In the House, the members are Reps. Abigail Spanberger (D-Va.), Cindy Axne (D-Iowa), Doris Matsui (D-Calif.), David McKinley (R-W.Va.), John Katko (R-N.Y.), and Dusty Johnson (R-S.D.). Spanberger, Matsui, and Johnson are returning for the next session of Congress but Axne, McKinley, and Katko are not. McKinley, who served on the E&C Committee for several terms, was one of the most vocal Republican supporters of the 340B program. Last year he introduced the 340B PROTECT Act with Spanberger. The bill has 114 co-sponsors.

Spanberger’s race was one of the most hotly contested in the country and she won her purple Northern Virginia district over Prince William County supervisor Yesli Vega 52-48%.  The race was not called until 10:30 in the evening and Vega led most of the night. Axne lost in a nailbiter in Iowa’s third district to Republican Zach Nunn. With 95% of the vote, Nunn was leading 50.3% to 49.7%.

In the Senate, the six leading 340B champions are Sens. Tammy Baldwin (D-Wis.), Debbie Stabenow (D-Mich.), Ben Cardin (D-Md.), John Thune (R-S.D.), Rob Portman (R-Ohio), and Shelly Moore Capito (R-W.Va.). Only Portman is not returning. Thune is expected to continue to serve as the second ranking Republican in the Senate and has been a consistent supporter of the 340B program.
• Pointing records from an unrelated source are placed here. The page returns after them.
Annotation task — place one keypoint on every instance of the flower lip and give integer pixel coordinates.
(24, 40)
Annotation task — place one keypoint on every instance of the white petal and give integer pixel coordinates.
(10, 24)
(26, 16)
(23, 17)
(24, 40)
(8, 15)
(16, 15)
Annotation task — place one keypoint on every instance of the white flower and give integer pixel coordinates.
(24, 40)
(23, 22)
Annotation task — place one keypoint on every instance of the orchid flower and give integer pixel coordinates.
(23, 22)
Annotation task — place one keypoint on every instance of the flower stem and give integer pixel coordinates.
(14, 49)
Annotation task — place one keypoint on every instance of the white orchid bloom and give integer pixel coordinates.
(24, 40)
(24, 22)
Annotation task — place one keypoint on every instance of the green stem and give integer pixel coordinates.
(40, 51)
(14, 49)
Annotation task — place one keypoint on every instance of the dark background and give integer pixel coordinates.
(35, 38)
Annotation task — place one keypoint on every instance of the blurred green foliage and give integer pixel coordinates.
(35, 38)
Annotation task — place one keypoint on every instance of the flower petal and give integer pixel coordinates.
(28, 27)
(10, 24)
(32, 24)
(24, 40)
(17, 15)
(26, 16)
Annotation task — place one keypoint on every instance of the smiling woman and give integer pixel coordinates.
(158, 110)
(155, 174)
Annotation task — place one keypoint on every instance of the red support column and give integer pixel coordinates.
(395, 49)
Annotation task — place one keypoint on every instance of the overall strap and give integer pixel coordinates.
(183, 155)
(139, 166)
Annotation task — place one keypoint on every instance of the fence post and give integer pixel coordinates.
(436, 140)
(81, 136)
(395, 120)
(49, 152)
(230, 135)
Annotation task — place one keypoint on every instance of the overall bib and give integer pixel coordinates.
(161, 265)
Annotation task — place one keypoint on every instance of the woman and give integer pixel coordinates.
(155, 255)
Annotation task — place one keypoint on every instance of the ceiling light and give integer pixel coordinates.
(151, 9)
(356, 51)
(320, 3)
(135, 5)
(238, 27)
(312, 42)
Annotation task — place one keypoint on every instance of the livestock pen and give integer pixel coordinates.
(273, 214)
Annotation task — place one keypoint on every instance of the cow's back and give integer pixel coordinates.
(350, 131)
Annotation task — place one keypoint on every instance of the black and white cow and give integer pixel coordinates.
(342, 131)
It is not known whether Congress will act on the 340B program during its lame duck session. The National Association of Community Health Centers has said centers “need Congress to move urgently to protect and strengthen the 340B program” from drug manufacturers that refuse to ship 340B-priced drugs to covered entities’ contract pharmacies. NACHC and others that represent 340B providers also want Congress to pass legislation stopping pharmacy benefit managers and payers from discriminating against covered entities regarding drug reimbursement, network access, and other terms and conditions.

Drug manufacturers say they want Congress to ensure that patients benefit more directly from 340B discounts. They want a new 340B patient definition, reporting requirements for entities, increased oversight of entities, and reconsideration of the 340B contract pharmacy policy.